Coefficients remain dollar figures. Example: a +$3 950 weight on DRG_870‑Septicemia w MCC quantifies its extra cost, while −$2 200 on State_OK shows Oklahoma reimburses less than the baseline group.
# reconstruct full feature list
ohe = pipe.named_steps['prep'].named_transformers_['cat']
ohe_names = ohe.get_feature_names_out(cat_cols)
feature_names = np.concatenate([ohe_names, num_cols])
coefs = pd.Series(pipe.named_steps['model'].coef_,
index=feature_names).sort_values()
print("\nHighest positive coefficients:")
print(coefs.tail(10))
print("\nMost negative coefficients:")
print(coefs.head(10))
Because numerics were z‑scaled, each numeric coefficient is the USD change for a one‑σ increase in that metric; categorical flags are dollar shifts versus their reference categories.
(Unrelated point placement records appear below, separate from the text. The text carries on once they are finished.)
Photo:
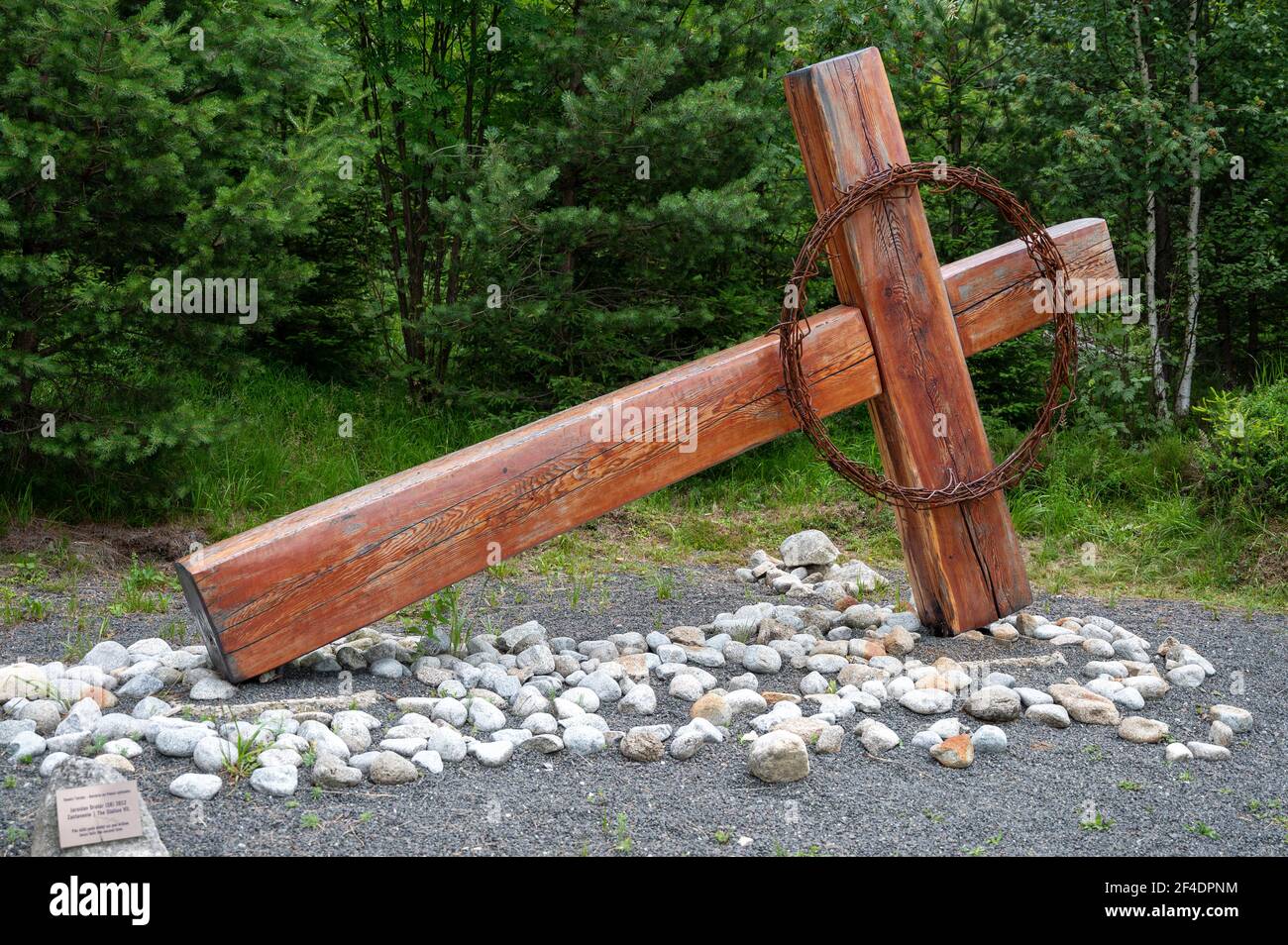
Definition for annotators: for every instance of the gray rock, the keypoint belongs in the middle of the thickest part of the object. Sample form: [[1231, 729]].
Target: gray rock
[[1141, 730], [12, 726], [584, 739], [541, 724], [642, 700], [180, 740], [81, 773], [1177, 752], [213, 753], [764, 660], [484, 716], [72, 743], [778, 757], [278, 781], [603, 685], [196, 787], [389, 768], [876, 738], [1033, 696], [809, 548], [1189, 677], [213, 690], [1050, 714], [686, 743], [1222, 734], [639, 744], [449, 743], [926, 702], [81, 717], [142, 686], [926, 739], [430, 761], [406, 747], [522, 636], [107, 656], [150, 707], [687, 686], [1203, 751], [545, 744], [993, 704], [52, 761], [330, 772], [493, 753], [988, 739], [26, 746], [1128, 699]]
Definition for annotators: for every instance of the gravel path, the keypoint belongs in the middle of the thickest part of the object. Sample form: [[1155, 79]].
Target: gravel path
[[1026, 801]]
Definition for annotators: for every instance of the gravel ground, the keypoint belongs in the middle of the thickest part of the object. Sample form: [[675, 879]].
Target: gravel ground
[[1026, 801]]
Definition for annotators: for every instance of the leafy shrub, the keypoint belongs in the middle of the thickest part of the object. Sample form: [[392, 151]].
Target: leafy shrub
[[1243, 454]]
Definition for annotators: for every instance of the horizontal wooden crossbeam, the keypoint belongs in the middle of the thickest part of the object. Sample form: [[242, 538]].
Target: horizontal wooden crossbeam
[[288, 586]]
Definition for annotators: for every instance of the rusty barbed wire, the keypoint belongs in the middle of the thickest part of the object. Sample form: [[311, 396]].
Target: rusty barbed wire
[[793, 331]]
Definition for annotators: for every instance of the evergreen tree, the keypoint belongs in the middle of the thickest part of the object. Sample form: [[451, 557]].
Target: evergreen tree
[[141, 140]]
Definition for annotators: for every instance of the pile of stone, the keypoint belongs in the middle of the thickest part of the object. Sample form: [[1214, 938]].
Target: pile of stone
[[524, 690]]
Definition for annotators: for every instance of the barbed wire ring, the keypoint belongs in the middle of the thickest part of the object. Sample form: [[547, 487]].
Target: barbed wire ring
[[794, 329]]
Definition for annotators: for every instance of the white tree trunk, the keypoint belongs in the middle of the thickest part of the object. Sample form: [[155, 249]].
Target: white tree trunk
[[1192, 233], [1155, 351]]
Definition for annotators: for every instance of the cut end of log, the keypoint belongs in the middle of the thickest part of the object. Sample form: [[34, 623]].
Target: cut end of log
[[205, 623]]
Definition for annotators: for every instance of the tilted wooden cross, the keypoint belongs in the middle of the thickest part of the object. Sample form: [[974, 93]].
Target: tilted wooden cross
[[900, 343]]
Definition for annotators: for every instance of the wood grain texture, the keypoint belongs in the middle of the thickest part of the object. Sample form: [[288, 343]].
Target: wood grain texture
[[964, 561], [282, 588]]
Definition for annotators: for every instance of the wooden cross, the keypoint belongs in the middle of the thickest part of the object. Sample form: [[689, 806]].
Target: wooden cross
[[900, 343]]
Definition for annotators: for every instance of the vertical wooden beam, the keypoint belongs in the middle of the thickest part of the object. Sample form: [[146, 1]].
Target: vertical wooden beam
[[964, 561]]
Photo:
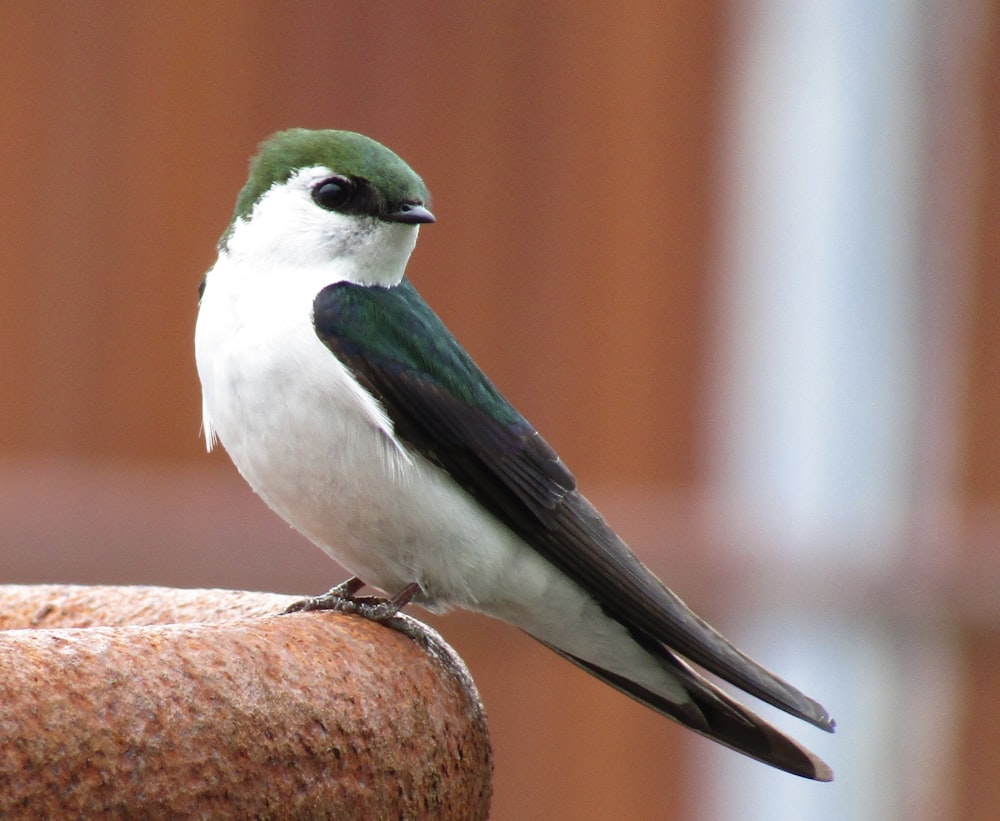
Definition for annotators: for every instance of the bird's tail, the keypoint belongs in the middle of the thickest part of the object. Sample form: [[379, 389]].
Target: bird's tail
[[712, 713]]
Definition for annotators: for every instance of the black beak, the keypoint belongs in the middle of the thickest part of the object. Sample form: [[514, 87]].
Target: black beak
[[411, 213]]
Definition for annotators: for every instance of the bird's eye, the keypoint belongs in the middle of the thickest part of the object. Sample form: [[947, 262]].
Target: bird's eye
[[333, 193]]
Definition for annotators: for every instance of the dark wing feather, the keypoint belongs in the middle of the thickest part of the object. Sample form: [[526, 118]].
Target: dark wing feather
[[445, 408]]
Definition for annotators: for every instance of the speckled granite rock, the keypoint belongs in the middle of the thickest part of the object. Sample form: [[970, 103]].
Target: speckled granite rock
[[129, 702]]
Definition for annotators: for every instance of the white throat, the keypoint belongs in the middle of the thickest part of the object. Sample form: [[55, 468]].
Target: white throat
[[286, 230]]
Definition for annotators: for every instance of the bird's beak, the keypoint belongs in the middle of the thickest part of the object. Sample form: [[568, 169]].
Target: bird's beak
[[412, 213]]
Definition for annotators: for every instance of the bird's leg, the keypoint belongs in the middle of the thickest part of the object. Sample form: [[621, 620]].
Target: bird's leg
[[338, 597], [342, 600]]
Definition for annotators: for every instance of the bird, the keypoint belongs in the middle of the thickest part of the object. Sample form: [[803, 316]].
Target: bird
[[352, 411]]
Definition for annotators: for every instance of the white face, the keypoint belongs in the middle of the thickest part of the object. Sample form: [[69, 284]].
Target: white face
[[286, 228]]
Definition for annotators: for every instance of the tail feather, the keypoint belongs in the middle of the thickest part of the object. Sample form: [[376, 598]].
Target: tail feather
[[713, 714]]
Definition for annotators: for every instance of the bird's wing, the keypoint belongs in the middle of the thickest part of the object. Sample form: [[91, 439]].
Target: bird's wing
[[445, 408]]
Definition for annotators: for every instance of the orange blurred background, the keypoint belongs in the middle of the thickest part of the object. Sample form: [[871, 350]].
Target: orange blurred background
[[581, 163]]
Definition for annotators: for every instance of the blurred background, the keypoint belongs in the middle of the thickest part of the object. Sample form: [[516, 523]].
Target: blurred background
[[738, 261]]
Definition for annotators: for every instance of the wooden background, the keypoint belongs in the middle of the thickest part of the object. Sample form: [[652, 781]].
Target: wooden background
[[573, 159]]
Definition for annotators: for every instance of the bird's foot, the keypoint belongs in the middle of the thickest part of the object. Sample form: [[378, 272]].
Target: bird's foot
[[341, 599]]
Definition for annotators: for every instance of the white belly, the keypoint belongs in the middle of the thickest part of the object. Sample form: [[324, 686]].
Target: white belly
[[320, 451]]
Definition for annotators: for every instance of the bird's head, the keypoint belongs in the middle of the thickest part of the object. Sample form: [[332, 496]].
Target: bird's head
[[316, 198]]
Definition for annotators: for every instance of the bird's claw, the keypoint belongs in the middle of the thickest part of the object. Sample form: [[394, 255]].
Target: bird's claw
[[341, 599]]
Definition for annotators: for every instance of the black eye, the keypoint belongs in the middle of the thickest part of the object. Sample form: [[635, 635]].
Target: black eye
[[333, 193]]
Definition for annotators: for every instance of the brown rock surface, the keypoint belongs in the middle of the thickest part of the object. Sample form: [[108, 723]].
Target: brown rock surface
[[127, 702]]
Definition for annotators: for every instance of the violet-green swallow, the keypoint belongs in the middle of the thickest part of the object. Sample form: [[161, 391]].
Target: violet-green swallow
[[353, 412]]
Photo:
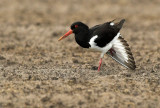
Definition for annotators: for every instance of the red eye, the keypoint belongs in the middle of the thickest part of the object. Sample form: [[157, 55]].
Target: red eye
[[76, 26]]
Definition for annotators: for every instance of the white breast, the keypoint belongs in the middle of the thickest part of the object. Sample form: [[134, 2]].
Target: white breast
[[105, 48]]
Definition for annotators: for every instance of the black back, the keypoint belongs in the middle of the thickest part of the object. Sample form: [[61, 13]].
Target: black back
[[105, 32]]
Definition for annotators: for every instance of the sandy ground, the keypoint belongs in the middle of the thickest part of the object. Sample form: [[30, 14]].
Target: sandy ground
[[38, 71]]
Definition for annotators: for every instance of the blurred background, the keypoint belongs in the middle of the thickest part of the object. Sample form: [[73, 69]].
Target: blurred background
[[38, 71]]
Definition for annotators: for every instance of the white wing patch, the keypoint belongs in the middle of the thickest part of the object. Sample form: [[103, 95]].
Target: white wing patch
[[122, 53]]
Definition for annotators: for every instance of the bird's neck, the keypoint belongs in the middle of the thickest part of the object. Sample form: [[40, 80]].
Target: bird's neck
[[82, 38]]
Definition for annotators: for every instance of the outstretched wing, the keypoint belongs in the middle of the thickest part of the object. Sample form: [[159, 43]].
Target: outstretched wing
[[121, 53]]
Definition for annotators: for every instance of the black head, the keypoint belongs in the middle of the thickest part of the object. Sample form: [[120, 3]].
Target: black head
[[79, 27]]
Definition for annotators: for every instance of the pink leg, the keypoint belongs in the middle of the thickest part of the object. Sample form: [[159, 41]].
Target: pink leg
[[100, 62], [112, 51]]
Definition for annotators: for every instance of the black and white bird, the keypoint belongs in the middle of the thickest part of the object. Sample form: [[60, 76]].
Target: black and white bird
[[105, 38]]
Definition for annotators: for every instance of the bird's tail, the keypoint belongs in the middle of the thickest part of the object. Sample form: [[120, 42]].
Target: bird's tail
[[121, 53]]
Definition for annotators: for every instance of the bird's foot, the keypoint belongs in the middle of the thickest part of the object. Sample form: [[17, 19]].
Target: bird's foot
[[112, 51], [100, 62]]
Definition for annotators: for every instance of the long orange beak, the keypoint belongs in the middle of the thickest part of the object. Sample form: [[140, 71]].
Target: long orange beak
[[65, 35]]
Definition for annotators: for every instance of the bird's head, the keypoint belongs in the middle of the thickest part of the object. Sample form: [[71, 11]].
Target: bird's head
[[76, 28]]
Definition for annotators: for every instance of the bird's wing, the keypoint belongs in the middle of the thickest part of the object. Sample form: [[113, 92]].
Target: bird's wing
[[106, 32], [122, 53]]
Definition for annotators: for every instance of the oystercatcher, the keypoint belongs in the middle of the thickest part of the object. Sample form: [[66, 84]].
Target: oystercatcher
[[105, 38]]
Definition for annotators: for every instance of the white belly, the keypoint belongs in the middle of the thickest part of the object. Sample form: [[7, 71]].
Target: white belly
[[105, 48]]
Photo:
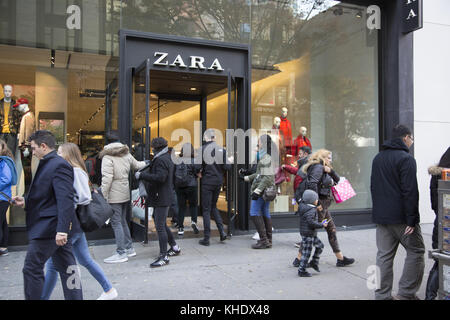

9. Persist for production use
joblib.dump(pipe, "ridge_treatment_cost_model.pkl")
Summary
With a compact Ridge‑regression pipeline, we:
- Converted publicly available CMS charge sheets into a predictive costing tool;
- Achieved a typical error (MAE) in the low thousands of dollars—good enough for budgeting before the patient is discharged;
- Retained complete transparency—every DRG, hospital or statewide factor shows its exact dollar effect;
- Produced a single .pkl file that any hospital’s admission system can load to predict costs in real‑time.
Use this Ridge baseline as your sanity check; every fancy gradient‑boosted, multi‑task, or deep‑tabular model must beat its MAE and still explain costs as clearly to clinicians and CFOs.